The port – which was bolstered by an £8.2millon investment after areas of its estate were granted Enterprise Zone (EZ) status in 2017 – recently announced the completion of a multi-million pound road improvements project and a major improvement-programme to its East Shore nine-acre development site, both of which will make the hub more attractive for inward investors and help improve the flow of goods through the port.

The overall investment was awarded by the North East LEP and is the latest in a programme of wider strategic investment across Sunderland to enable export-driven activities to take place and to build on the existing growth at Port of Sunderland.  The North East LEP has made Port of Sunderland - and Sunderland at large - a key area of focus when considering maritime investment and job creation.

Matthew added: “Over the past few months we’ve seen work complete on our road improvement programme, enabling works come to a close on the East Shore Enterprise Zone and reported rising export volumes, all while adjusting to a global pandemic.

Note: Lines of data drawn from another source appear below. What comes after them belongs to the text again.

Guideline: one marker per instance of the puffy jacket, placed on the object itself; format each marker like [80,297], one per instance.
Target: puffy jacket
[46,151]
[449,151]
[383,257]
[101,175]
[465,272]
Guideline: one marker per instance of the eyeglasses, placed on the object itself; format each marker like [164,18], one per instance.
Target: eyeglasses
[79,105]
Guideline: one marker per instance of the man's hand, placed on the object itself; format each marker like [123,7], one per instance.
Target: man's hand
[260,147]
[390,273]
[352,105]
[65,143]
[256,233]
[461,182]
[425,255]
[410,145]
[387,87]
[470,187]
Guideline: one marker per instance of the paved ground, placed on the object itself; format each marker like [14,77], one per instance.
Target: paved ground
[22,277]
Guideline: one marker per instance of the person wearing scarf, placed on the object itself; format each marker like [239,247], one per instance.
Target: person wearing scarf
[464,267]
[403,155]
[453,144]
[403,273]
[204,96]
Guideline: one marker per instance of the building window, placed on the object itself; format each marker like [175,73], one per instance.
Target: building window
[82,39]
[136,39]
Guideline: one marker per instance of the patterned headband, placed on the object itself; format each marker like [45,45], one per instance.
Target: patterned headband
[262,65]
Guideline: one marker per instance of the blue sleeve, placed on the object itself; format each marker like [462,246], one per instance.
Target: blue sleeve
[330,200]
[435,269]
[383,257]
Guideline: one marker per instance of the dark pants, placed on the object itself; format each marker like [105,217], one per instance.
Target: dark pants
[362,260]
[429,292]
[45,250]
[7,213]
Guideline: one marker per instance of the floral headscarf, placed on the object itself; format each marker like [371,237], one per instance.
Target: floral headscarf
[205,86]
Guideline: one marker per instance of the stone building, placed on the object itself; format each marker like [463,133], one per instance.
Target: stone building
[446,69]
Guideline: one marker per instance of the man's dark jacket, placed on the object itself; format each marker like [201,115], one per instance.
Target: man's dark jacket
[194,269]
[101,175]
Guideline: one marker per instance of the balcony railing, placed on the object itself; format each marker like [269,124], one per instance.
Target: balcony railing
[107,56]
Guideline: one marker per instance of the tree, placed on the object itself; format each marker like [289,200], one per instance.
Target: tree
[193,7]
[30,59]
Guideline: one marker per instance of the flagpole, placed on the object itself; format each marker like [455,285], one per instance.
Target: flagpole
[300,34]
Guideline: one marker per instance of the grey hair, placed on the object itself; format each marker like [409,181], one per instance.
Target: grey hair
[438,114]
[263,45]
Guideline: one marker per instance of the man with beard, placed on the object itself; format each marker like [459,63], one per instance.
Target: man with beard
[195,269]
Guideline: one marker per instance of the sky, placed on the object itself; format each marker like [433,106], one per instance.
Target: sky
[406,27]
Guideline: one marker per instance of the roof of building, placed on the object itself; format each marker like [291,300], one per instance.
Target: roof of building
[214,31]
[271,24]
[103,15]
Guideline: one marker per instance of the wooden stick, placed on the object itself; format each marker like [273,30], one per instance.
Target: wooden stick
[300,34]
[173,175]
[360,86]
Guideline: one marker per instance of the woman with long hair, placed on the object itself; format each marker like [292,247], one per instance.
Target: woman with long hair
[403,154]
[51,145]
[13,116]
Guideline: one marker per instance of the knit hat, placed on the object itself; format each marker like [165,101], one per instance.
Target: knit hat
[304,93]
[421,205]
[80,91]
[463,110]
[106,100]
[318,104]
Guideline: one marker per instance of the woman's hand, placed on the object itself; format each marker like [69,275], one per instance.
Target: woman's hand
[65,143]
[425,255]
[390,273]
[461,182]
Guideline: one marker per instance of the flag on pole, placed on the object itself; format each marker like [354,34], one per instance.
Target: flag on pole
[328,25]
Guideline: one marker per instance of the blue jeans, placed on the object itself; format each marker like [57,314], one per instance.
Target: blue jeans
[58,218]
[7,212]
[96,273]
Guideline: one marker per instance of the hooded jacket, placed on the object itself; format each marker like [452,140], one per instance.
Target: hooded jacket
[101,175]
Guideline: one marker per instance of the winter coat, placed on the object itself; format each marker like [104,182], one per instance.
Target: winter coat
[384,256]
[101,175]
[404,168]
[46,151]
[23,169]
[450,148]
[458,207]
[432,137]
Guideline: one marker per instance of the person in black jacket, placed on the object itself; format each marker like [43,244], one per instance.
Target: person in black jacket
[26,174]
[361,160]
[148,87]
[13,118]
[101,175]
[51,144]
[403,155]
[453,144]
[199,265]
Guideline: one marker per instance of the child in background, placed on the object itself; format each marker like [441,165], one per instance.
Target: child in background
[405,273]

I can’t recall a period of such challenge but also opportunity for the port, and we’ve absolutely risen to both.”

Councillor Graeme Miller, leader of Sunderland City Council and chair of Port of Sunderland, said: “Port of Sunderland is a key economic asset not only to the city but to the entire region and while we’ve witnessed first-hand the incredible work put in by all of the staff over the past few months, it’s fantastic to see statistics like this that validate their efforts.

“However, we aren’t resting on our laurels and as lockdown measures begin to once again tighten, we know we have a huge role to play in helping keep Britain moving and to echo Matthew, we’re confident we have an amazing team and the infrastructure in place to help us rise to this challenge and support the global fight against the virus.”